Going ashore early in the morning at Panapompom island, we were greeted by a “warrior threat” welcome that was a perfect start to our day. We then enjoyed a group dance that involved an entertaining story with an eel; the locals seemed to find it especially humorous. Wandering around the village, it was great to interact with the people in this remote and fairly traditional village. Still using sailing boats (no motors) as the main means of transportation has greatly influenced their lives.
Later in the morning, we repositioned across to tiny Nivani Island. Some of us took the “normal” means of Zodiac, while others joined the local sailing canoes for a more “traditional” way across. What an incredible way to travel, in boats that have probably little changed in thousands of years. We mainly came to Nivani Island for two reasons, lunch and a relic from World War II. Our hotel team created a delicious and diverse spread and certainly satisfied us! From there, it was time to hit the water.
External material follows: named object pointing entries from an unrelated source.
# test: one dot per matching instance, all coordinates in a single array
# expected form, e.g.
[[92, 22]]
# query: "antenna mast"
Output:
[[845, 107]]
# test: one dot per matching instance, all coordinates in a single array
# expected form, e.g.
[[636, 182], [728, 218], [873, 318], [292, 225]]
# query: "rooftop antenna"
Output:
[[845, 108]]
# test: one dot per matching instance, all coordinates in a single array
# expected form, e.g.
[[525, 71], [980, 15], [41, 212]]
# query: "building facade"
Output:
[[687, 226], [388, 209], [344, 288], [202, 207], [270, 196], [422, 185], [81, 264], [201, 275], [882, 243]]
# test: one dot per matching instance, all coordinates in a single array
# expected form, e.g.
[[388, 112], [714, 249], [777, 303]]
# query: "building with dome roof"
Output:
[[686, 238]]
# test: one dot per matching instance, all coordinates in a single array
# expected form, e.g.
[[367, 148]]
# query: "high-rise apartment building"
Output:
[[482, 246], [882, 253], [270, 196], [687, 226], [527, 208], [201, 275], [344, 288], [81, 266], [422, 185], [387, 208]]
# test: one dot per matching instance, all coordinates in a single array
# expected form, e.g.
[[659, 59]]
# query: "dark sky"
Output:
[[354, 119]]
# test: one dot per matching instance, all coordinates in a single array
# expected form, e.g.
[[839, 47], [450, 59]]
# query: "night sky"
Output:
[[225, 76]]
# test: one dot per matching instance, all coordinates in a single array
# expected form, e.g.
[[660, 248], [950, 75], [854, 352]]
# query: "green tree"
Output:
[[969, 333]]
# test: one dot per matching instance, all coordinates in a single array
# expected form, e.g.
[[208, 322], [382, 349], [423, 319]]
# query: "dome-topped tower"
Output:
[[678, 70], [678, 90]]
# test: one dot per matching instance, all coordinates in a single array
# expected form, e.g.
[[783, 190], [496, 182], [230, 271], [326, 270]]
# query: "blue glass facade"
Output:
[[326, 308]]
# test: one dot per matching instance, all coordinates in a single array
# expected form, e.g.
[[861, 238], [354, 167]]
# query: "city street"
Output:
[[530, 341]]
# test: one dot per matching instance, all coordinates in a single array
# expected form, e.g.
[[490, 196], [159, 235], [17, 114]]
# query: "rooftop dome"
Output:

Our main goal for snorkeling, or going in the glass-bottom Zodiac, was to see a Japanese Zero fighter plane that ditched here in World War II. In May 1942, United States warplanes sank the carrier that this Zero came from, so it had no other choice but to ditch in this beautiful and sheltered spot. What luck for us! To be able to see a mostly intact WWII airplane in less than ten feet of water was a real treat. In addition, huge numbers of anemones have taken over the plane, and where there are anemones, there must be anemonefish! Three different species of anemone fish, including the true clownfish, swarmed the fuselage of the plane and made a great thing even better.